The two companies in the oil and gas sector that their shareholders made money in this pandemic are Mobil (+30.2 percent) and Conoil (+13.5 percent).
Beta Glass (+27 percent) led the industrial goods sector rally, followed by Cutix (+20.3 percent) and BUA Cement (+10.6 percent). Vitafoam shareholders saw their shares rise by 27 percent in the first half of 2020.
Meristem Securities in its June 29 note recommended most of these stocks for investors to “Buy”, “Hold” or “Sell”. MTNN and Airtel, Conoil, and Okomu Oil are on their “buy” list, while Vitafoam is on their “hold” list.
For those on Meristem Securities analysts’ “buy” list, it is because their Target Price (TP) is above the current market price by at least 10 percent, while for those in the analysts’ “hold” list, it is because their TP ranges between -10 percent and 10 percent from the current market price.
Stocks in the health and pharmaceuticals sector and those in telecoms have been on the rally radar. For the health and pharmaceutical sector, the reason is the significant stimulus plan put together by the Central Bank of Nigeria (CBN) to support operations in the health and pharmaceutical industry.
Also, the N100 billion credit support fund is targeted at the healthcare sector to aid working capital and support research. The health and pharmaceutical sector remains at the forefront of the Federal Government efforts in the fight against COVID-19 pandemic. Since the stimulus announcement, it has spurred interest in healthcare and pharmaceutical stocks listed on the Nigerian bourse.
“Lockdown measures put in place to curb the spread of the coronavirus put the telecoms sector as the biggest beneficiary of the pandemic. Most formal businesses have now moved to work from home, which requires increased data consumption on the part of employees,” said FSDH research analysts.
“Also, we note that with individuals sitting at home all day, social media activities have received a significant boost while visits to streaming platforms have become a norm in a bid to provide some sort of entertainment,” the analysts said.
Though many listed companies’ first-quarter (Q1) results were not utterly negative, they were obviously affected by the pandemic and the lockdown across states. Analysts expect the second-quarter (Q2) results to more precisely echo the impact of COVID-19–driven decline in economic activity.
“A significant number of sectors will be severely negatively affected by COVID-19 and its associated impact.
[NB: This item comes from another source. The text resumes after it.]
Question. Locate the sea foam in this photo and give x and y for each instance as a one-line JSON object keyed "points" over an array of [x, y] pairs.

For the crude oil sector, lower oil prices and demand will slow investments into different segments of the sector as well as raise nonperforming loans,” FSDH analysts noted.
“The movement restrictions and lockdown of economic activities will have tremendous negative impacts on sectors such as transport, education, trade, entertainment, and the construction sector will suffer from lower government revenues. Higher demand for ICT and health care services will lead to the expansion of both sectors. Agriculture has remained resilient during and after 2016 recession. The constant demand for agriculture output for both consumption and as intermediate input will sustain the sector,” they said.
Also, equity analysts at Lagos-based Vetiva said early optimism about economic growth and strong earnings at the start of the year has all but gone.
“In the banking sector, we expect a decrease in Interest Income, caused by lower repayment rates and an increase in loan deferrals and extensions. Furthermore, we expect the consumer and industrial goods companies to report lower revenues, due to the weak economic activity and diminished,” Vetiva analysts noted in their half-year outlook.
“While we expected a more attractive market for investors in 2020, the poor macro environment, currency devaluation, and general uncertainty over crude prices have dampened investors’ view of the Nigerian market. In the second half of the year, we expect the recovery in equity prices seen in second-quarter (Q2) to continue -albeit at a slower pace with local investors continuing to drive a majority of the activity on the bourse,” the analysts noted.
The Q1 GDP data show a very high concentration of economic activities in a few sectors – five sectors (agriculture, crude oil, manufacturing, trade, and telecommunications).